Supply woes, scrap gains propel US HRC price to $63/cwt

Hot-rolled coil prices in the United States have hit another all-time high, driven by supply shortages and strength in domestic ferrous scrap pricing.

Fastmarkets’ daily steel hot-rolled coil index, fob mill US was calculated at $63 per hundredweight ($1,260 per short ton) on Thursday March 4, up by 1.04% from $62.35 per cwt on Wednesday and by 1.86% from $61.85 per cwt on February 25.

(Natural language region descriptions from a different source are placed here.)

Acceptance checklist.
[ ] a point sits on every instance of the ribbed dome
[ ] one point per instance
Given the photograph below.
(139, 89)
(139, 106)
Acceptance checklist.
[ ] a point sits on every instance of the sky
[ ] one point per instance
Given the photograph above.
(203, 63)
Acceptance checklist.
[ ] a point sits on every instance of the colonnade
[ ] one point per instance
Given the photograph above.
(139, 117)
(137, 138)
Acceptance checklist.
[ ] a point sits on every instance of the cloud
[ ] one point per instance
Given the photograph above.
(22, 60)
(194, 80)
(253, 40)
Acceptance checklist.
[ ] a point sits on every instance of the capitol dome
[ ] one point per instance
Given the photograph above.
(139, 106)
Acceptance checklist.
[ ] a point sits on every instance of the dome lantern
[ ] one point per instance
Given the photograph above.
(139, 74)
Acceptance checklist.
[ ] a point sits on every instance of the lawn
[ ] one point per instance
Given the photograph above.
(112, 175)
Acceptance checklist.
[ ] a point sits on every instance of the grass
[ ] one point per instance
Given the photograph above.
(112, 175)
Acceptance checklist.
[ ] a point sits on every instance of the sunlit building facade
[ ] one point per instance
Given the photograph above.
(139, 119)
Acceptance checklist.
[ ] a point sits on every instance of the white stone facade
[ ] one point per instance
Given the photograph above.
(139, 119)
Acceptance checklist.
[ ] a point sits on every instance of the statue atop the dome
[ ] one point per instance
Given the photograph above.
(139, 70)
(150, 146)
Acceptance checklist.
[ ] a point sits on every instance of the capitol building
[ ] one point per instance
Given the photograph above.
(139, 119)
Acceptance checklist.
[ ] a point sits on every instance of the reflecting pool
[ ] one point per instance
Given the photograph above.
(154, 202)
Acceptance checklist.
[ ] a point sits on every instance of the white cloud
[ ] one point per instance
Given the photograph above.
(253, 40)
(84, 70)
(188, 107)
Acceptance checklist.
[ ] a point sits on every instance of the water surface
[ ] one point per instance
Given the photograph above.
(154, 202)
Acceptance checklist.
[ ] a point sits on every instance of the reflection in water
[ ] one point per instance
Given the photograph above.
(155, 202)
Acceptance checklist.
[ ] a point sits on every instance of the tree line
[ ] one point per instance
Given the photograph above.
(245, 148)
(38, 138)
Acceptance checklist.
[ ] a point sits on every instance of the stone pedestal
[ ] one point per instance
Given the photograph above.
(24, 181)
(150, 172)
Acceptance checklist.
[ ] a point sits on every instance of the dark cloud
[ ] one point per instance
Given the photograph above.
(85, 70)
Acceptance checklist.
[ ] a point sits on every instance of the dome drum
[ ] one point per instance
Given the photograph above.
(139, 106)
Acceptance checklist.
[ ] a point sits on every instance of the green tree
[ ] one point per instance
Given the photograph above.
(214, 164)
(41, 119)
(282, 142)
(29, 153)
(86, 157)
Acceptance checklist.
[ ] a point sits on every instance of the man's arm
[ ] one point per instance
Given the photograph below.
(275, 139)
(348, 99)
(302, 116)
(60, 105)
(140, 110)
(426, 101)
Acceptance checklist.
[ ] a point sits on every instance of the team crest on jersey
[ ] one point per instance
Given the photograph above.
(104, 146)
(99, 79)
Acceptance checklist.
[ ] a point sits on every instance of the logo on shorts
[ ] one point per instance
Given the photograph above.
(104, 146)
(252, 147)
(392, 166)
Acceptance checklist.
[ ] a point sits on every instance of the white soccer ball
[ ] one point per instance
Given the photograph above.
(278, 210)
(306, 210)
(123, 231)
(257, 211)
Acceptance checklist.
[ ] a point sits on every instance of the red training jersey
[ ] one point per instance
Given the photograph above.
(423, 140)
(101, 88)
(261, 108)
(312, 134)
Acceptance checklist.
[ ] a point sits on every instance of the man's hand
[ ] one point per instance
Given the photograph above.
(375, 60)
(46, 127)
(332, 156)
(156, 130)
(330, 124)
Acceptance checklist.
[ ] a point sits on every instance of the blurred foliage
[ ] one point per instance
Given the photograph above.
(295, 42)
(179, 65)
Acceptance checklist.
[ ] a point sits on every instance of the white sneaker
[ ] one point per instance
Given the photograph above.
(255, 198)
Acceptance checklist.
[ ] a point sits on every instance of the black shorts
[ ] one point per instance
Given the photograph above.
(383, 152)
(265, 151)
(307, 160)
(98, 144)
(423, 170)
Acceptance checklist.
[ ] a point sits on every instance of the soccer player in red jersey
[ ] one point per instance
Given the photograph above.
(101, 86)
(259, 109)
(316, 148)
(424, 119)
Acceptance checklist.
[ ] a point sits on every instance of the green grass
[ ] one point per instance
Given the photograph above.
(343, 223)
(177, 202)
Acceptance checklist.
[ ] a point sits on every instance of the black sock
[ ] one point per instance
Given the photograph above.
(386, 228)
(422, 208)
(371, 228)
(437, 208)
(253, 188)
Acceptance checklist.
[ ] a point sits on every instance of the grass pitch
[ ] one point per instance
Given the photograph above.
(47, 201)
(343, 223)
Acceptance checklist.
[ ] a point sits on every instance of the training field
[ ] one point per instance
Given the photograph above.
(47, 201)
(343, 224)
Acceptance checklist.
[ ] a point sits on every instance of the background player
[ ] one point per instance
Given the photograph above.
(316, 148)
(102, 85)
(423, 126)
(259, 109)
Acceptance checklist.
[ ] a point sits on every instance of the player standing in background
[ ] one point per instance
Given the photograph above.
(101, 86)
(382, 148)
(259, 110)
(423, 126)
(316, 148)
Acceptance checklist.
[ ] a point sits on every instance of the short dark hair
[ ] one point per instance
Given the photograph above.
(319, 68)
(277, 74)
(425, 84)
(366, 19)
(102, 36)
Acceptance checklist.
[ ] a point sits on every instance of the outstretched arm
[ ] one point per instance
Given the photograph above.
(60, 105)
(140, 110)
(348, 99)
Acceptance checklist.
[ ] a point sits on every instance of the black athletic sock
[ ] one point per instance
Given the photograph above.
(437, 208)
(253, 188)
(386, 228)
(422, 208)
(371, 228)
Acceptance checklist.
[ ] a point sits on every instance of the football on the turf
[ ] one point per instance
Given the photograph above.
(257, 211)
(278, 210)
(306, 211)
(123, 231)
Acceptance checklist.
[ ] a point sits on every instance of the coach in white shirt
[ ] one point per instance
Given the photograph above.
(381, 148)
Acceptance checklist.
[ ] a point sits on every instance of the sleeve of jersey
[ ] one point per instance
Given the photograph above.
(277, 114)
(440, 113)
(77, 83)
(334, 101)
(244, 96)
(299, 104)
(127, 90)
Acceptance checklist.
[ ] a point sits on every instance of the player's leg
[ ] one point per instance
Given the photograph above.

Inputs were received across all three sub-indices in a range from $60-65 per cwt, inclusive of mill offers and general assessments of current spot market price levels.

Heard in the market
A worsening supply crunch, along with emerging strong upside in prime scrap prices in the March raw material trade, have worked in tandem to push Fasmarkets’ daily index to a new all-time record.

Sources said there are no immediate signs that the meteoric rise in hot band prices will abate anytime soon.

A southern service center source expects domestic producers to increase prices once this month’s scrap trade settles, with Detroit entering the market up $70 per gross ton on prime grades.

One end user source noted that producers in the US South are four to six weeks behind schedule, and the volume of imported hot band entering the market is not sufficient enough to pressure domestic prices.

Furthermore, with demand from key steel-consuming industries remaining strong, sources said the current bull market should have staying power through the end of the second quarter of this year.

Quote of the day
“I’m very worried about supply,” a consumer source said. “Steel is like searching for toilet paper during the initial onslaught of the Covid pandemic – shelves [are] all empty.”